Multiparametric magnetic resonance imaging (mpMRI) is the essential imaging tool in prostate cancer (PCa) diagnosis, with increasing prominence as recent guidelines suggest using mpMRI before systemic biopsy in men with a suspicion of PCa [1]. The primary treatment of PCa is radical prostatectomy, while eligible patients might opt for active surveillance or focal therapy [2], avoiding comorbidities related to radical prostatectomy [3]. The precise estimation of PCa index lesion volume on mpMRI is essential in guiding focal therapy since the overestimation of the lesion size increases the risk of complications, while the underestimation might lead to insufficient disease control.
To date, several studies have explored the accuracy of prostate mpMRI in measuring the PCa index lesion volume with contradictory results [2, 4, 5, 6, 7]. Some of the studies had flaws, including using the ellipsoid formula for determining the ground truth volume [4, 8], using biopsy specimen volume as the ground truth [9], overlooking the individual performance of mpMRI sequences [10], and relying on the correlation without assessing actual volumetric differences [11, 12]. Furthermore, there is little evidence for the impact of an endorectal coil (ERC) in estimating the index lesion volume [8].
In this work, we compared the effectiveness of prostate mpMRI sequences—T2-weighted imaging (T2W), diffusion-weighted imaging (DWI) and apparent diffusion coefficient (ADC) maps, and dynamic contrast-enhanced imaging (DCE)— in assessing the index lesion volume using whole-mount pathology as the ground-truth. Additionally, we evaluated whether using an ERC impacts the performance.
The local ethics committee approved this study and waived the need for informed consent for the retrospective evaluation of anonymized medical data. We reviewed medical records of consecutive PCa patients who underwent prostatectomy in our institution between January 2019 and December 2020. The patients meeting the following inclusion criteria were identified: (1) diagnosis of PCa on whole-mount pathology; (2) having a digitized whole-mount specimen; (3) having a prostate mpMRI scan obtained at 3T mpMRI at our center three months before the radical prostatectomy. Initially, 87 patients were identified based on the inclusion criteria.
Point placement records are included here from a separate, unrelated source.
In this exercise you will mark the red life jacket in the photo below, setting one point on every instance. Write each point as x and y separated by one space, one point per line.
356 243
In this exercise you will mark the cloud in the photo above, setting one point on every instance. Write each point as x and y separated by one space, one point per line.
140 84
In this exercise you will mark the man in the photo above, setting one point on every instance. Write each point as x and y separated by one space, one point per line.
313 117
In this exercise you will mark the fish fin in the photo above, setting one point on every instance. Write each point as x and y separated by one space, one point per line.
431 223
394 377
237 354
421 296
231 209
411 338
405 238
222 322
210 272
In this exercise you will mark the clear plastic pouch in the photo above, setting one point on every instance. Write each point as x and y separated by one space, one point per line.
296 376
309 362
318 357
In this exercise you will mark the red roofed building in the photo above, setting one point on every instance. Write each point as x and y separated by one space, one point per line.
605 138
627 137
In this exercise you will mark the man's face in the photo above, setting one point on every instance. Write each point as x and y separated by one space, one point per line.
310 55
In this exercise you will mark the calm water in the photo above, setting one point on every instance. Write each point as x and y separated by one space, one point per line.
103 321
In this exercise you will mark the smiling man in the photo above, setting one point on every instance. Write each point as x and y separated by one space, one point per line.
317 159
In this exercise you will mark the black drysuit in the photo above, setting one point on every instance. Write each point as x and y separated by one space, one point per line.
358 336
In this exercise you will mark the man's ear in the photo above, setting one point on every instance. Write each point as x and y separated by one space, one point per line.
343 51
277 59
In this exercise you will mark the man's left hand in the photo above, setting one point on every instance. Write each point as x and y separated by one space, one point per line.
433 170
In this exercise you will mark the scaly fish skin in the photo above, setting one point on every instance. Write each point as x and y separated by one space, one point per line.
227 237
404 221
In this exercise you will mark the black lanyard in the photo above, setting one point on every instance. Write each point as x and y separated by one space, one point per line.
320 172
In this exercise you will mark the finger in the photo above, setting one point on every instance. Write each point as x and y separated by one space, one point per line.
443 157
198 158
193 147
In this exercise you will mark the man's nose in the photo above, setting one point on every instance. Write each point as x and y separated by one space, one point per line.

We excluded patients based on the following criteria: (1) patients with prominent post-biopsy hemorrhage obscuring the index lesion (n = 2); (3) patients with index lesion volume less than 0.5 mL on whole-mount pathology (n = 6). Furthermore, we excluded 3 PCa patients with a Gleason Score of 3 + 4 without any intraductal pattern or cribriform component as the index lesion was invisible on mpMRI.
All patients underwent prostate mpMRI on a 3.0 Tesla MRI scanner (Skyra, Siemens Medical Systems, Germany); the mpMRI scans were performed with an 18-channel phased-array surface coil and a liquid perfluorocarbon-filled ERC (Medrad, Bayer). All mpMRI scans were acquired at least six weeks after the biopsy to minimize the negative influence of post-biopsy hemorrhage on the diagnostic evaluation. The prostate mpMRI protocol comprised tri-planar T2-weighted imaging, DWI, and DCE imaging from the first to the last. The detailed parameters regarding the MRI sequences are given in Supplementary Table S1.
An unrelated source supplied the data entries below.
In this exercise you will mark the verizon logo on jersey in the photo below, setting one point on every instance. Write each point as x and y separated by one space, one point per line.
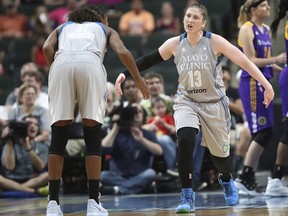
81 35
196 91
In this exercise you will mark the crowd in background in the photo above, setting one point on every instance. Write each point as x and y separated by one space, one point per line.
28 100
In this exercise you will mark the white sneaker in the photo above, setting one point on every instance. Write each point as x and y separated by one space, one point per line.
276 188
95 209
53 209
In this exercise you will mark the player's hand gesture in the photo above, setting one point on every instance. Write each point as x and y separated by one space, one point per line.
118 83
142 86
268 96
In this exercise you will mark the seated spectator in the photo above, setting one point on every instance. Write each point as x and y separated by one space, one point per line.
13 24
132 149
163 121
155 85
40 22
23 159
2 61
109 3
168 23
29 74
137 21
130 92
54 2
26 106
37 54
60 15
163 124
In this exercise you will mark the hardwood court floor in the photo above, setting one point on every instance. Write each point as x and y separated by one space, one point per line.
207 203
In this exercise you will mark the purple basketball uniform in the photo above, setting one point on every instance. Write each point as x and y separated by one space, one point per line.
283 79
251 91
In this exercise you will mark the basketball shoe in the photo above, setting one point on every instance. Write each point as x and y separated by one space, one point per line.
230 192
247 187
187 201
53 209
95 209
276 188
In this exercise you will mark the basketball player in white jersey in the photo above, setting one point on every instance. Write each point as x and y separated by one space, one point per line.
77 74
201 99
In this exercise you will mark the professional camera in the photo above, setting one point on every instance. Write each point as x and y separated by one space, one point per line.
17 130
127 115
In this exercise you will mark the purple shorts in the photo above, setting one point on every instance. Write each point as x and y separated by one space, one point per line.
283 83
252 95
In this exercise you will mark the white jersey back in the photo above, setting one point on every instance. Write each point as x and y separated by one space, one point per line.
87 36
200 70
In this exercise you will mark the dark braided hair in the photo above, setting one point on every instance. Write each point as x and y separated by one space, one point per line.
281 13
87 13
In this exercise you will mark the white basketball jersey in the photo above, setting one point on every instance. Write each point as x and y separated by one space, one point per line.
87 36
200 72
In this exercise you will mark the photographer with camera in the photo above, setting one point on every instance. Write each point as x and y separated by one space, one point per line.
132 149
24 161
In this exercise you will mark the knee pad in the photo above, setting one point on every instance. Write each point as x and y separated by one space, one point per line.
92 137
59 139
284 137
263 137
186 135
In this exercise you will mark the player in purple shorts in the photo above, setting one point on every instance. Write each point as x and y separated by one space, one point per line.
275 185
255 42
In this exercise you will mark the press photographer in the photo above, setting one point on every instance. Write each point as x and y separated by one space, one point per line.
24 160
132 149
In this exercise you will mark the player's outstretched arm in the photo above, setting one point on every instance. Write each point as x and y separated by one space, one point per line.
128 60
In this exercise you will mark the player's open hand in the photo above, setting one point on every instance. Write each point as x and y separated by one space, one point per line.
142 86
268 96
118 83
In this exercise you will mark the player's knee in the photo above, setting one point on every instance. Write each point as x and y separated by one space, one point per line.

A radiologist with over 20 years of prostate imaging experience measured the volumes of the index lesion on mpMRI. To ensure that the lesions being measured were the same lesions on whole-mount pathology and mpMRI, we informed the radiologists regarding the location of the index lesion on whole-mount pathology using the sector map proposed by the PI-RADS [13]. The radiologist was blinded to the histopathological volume, yet we allowed the radiologist to evaluate all mpMRI sequences to simulate a clinical workflow following prior studies [5]. The radiologist was free to set the window level at their preference for each patient and sequence.
First, the radiologist manually drew the borders of the index lesion on T2W, DWI (b-value of 2000 s/mm2), ADC maps, and KTrans maps on a dedicated workstation (Syngo Via, Siemens Medical Systems, Germany). Then, the software automatically calculated the index lesion volumes. These volumes were referred to as T2Wvol, DWIvol, ADCvol, and DCEvol. Additionally, we determined the maximum index lesion volume from any of mpMRI sequences (i.e., T2Wvol, DWIvol, ADCvol, and DCEvol) for each patient (maxMRIvol) [7]. For instance, for an individual patient, if the largest lesion size was measured on T2Wvol, then that volume was selected in calculating maxMRIvol.
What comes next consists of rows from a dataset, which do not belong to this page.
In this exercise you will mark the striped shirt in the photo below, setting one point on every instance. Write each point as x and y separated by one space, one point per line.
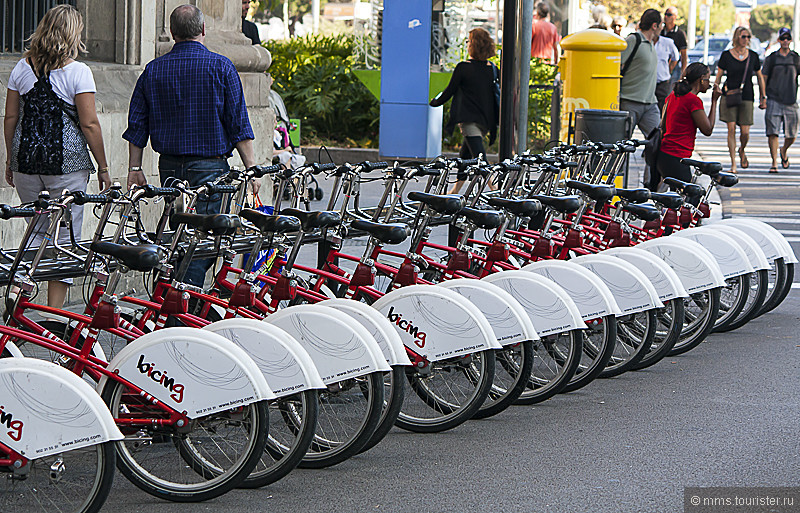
189 102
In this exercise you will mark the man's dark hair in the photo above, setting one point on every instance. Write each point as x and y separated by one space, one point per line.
649 17
542 9
186 22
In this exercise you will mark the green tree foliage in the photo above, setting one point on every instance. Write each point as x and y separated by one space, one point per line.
722 12
765 20
313 75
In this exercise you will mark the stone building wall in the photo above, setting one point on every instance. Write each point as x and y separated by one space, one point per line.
121 37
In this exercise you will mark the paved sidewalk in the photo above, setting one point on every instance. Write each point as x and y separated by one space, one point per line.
770 197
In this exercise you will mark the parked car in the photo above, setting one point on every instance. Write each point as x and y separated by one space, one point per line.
717 45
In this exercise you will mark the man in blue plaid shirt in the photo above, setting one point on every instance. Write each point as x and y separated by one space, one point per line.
190 105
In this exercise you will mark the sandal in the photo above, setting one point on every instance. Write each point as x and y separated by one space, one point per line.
743 162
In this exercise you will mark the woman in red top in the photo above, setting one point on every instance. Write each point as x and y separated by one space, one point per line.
683 115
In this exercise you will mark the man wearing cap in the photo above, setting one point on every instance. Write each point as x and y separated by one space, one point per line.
678 36
780 71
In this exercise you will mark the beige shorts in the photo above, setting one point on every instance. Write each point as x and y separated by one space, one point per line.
742 114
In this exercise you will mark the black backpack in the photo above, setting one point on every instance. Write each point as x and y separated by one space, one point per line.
633 53
41 143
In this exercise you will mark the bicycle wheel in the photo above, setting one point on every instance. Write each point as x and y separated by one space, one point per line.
511 377
214 453
77 481
700 312
635 334
555 360
787 286
447 392
394 391
777 282
291 431
733 297
349 412
669 322
598 347
756 293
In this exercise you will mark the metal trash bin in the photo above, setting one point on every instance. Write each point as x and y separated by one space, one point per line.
604 126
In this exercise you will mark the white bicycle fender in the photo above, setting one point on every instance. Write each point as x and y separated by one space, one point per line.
287 367
340 347
730 256
664 279
592 297
191 370
769 244
14 350
549 306
754 254
784 249
695 266
437 323
632 290
46 409
509 321
379 327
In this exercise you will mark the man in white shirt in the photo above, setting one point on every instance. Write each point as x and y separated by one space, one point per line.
668 57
A genitourinary pathologist evaluated all whole-mount specimens following the guidelines. The pathologist first assessed the macroscopic specimens visually, then 3 mm tissue blocks were created using a purpose-built mega cassette. The tissue blocks were embedded in paraffin, sliced at a thickness of 3 um per block (i.e., a single slice of 3 um was obtained per 3 mm block) perpendicular to the posterior plane, and stained with hematoxylin and eosin. Prepared micro-slices were mounted on a purpose-built mega slide, digitalized, and transferred to in-house software.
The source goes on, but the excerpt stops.